On call … for love. The nurse – beautiful, blonde, and recently jilted by her fiance – has sworn off love. The doctor – handsome and wealthy – is torn between his society background and his medical future. The policeman – ambitious and honest – is on the trail of a psychopathic killer loose on hospital grounds. Each man wants to marry her. But complications of the heart set in when she finds herself falling in love … with both of them.

GRADE: B+

BEST QUOTES:
“The Red Sox were at bat, and as Ted Williams stepped to the plate Mrs. Hanscom poured herself a large glass of lemonade and drained it thirstily. Then, as Williams flied out to center field, she got up, sighed, and switched channels until she found a soap opera that would make her cry, too.”

“Any nurse who expects a doctor to be able to keep an appointment is either a fool or an optimist.”

“Massachusetts men, it seemed, like to make their dates interesting.”

REVIEW:
Ruth Mason, RN, is a doubly tragic figure: Orphaned at age 15, she lived with friends of her parents in Monterey, went to nursing school while her high school sweetheart attended Stanford, and waited some more while he did a tour in the Navy … and then a friend filled her in on the fact that he’d married a wealthy young woman from San Diego. So as the story opens, Ruth is doing what many stalwart VNRN heroines who have been jilted do: fleeing California for the small town of Dutton, Massachusetts, where her mother hailed from, but where she herself had never lived. She quickly lands a job on the night shift at Dutton Memorial Hospital, and soon after that hears the rumors about Dr. Alden MacKenzie, a gorgeous and talented doctor who never, ever dates nurses. Well, we’ll see about that!

Life in this small town are not as dull as one might expect; there’s a crazed lunatic running around knifing folks in the back, even killing some. Ruth, of course, is soon caring for one of the victims and fending off Detective Sergeant Ed Gillis, who hails from South Boston and is eager to question the latest victim.

You’ll be shocked to hear that soon Dr. MacKenzie has asked Ruth out, and during their date he tells her that his mother, with whom he still lives, is planning out his career as the town’s “society doctor”—meaning he will see rich, psychosomatic patients that require not much more than hand-holding. He’s not wild about the idea—he’d rather go into research—but is unable to stand up to his mother. Ruth is unimpressed.

She begins dating Sgt. Gillis as well, though the doctor puts on the full-court press—but when he brings her home to meet mommie dearest, the matriarch tells Ruth that her son needs a wife with social standing, and since she has none, she is not suitable wife material. Ruth, to her credit, tells Mrs. MacKenzie that her ideas are all wrong for her son and will ruin his life and career as an important cancer researcher. The doctor himself seems intent on marrying Ruth – but then at the hospital ball, he becomes very drunk and is the driver in a hit-and-run accident, and then is arrested on suspicion of being the knifer. Ruth has words with Ed Gillis about this, which seems to doom their relationship, much to Ruth’s chagrin.

They do make up, however, on the hospital roof, with kisses and promises, but after Ed has to leave, Ruth is attacked by the crazed killer! Usually at this point in a VNRN, the man would return to save her, but our sturdy heroine needs no assistance, thank you, and between her brains and her brawn, is able to dispose of the attacker with just a mere flesh wound to show for it. Now she just has to choose a man, which isn’t as easy as you’d think: Her gumption has rubbed off on Dr. MacKenzie (now cleared of murder charges and taking a taxi for a  while until his driver’s license is reinstated), who has decided to go into cancer research after all, in Nagasaki, where there should be plenty of patients to treat.

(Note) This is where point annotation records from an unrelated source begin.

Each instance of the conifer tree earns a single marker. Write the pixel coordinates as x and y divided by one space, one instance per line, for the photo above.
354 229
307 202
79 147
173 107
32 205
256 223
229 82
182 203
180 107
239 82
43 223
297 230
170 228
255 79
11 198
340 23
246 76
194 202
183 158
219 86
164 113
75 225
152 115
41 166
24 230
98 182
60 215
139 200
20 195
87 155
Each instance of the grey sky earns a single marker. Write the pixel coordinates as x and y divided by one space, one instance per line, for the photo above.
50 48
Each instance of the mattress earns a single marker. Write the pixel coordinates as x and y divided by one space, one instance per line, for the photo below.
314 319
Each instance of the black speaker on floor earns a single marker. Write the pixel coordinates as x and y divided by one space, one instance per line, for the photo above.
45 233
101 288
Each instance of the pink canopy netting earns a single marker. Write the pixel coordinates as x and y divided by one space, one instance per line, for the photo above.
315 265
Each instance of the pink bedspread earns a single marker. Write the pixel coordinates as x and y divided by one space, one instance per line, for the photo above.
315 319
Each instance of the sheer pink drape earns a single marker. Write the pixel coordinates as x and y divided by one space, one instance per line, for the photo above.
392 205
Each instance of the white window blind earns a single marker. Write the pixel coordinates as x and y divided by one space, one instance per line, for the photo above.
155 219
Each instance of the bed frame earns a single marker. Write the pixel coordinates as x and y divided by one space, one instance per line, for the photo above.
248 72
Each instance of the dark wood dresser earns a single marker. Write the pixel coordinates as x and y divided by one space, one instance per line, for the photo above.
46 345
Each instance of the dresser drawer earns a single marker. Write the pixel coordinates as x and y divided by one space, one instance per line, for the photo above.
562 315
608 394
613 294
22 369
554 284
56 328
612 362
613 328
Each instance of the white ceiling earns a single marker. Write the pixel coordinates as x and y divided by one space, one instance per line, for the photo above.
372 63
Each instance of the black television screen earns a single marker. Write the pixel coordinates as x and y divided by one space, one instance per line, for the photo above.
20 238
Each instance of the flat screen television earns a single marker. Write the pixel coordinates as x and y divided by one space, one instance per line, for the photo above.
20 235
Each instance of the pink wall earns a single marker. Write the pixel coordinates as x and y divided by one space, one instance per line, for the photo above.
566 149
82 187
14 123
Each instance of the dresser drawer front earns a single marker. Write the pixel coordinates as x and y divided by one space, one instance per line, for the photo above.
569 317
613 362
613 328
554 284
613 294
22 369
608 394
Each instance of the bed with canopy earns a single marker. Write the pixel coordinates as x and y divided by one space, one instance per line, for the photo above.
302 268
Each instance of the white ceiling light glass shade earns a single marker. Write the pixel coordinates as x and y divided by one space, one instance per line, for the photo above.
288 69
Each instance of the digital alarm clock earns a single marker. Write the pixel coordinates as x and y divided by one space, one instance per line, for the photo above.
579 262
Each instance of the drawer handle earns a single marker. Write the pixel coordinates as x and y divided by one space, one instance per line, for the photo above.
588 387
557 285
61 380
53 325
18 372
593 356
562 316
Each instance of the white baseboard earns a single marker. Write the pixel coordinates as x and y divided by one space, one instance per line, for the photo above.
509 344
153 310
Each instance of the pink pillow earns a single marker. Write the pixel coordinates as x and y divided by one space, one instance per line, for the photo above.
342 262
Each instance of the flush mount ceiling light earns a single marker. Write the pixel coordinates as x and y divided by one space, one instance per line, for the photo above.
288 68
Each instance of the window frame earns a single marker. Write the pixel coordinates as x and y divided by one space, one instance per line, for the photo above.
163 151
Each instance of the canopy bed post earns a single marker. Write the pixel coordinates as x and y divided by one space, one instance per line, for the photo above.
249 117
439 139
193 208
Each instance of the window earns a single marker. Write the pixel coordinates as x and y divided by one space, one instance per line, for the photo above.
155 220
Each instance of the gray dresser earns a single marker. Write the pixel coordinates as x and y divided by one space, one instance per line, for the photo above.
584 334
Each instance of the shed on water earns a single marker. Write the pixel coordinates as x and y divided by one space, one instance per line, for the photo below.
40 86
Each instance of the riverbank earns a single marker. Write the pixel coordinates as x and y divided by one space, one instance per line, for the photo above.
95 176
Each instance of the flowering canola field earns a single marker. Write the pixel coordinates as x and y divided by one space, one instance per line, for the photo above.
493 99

This book is decently written: not especially campy or amusing, however, and the characters are a smidge too flat to make this an A-level book. But I am always mightily impressed with a heroine who can land a punch or a one-liner with equal aplomb, and care for her patients with compassion and intelligence to boot. The cover art even makes it a book worth looking at, in addition to reading. So I can without reservation suggest you spend some time on Night Ward.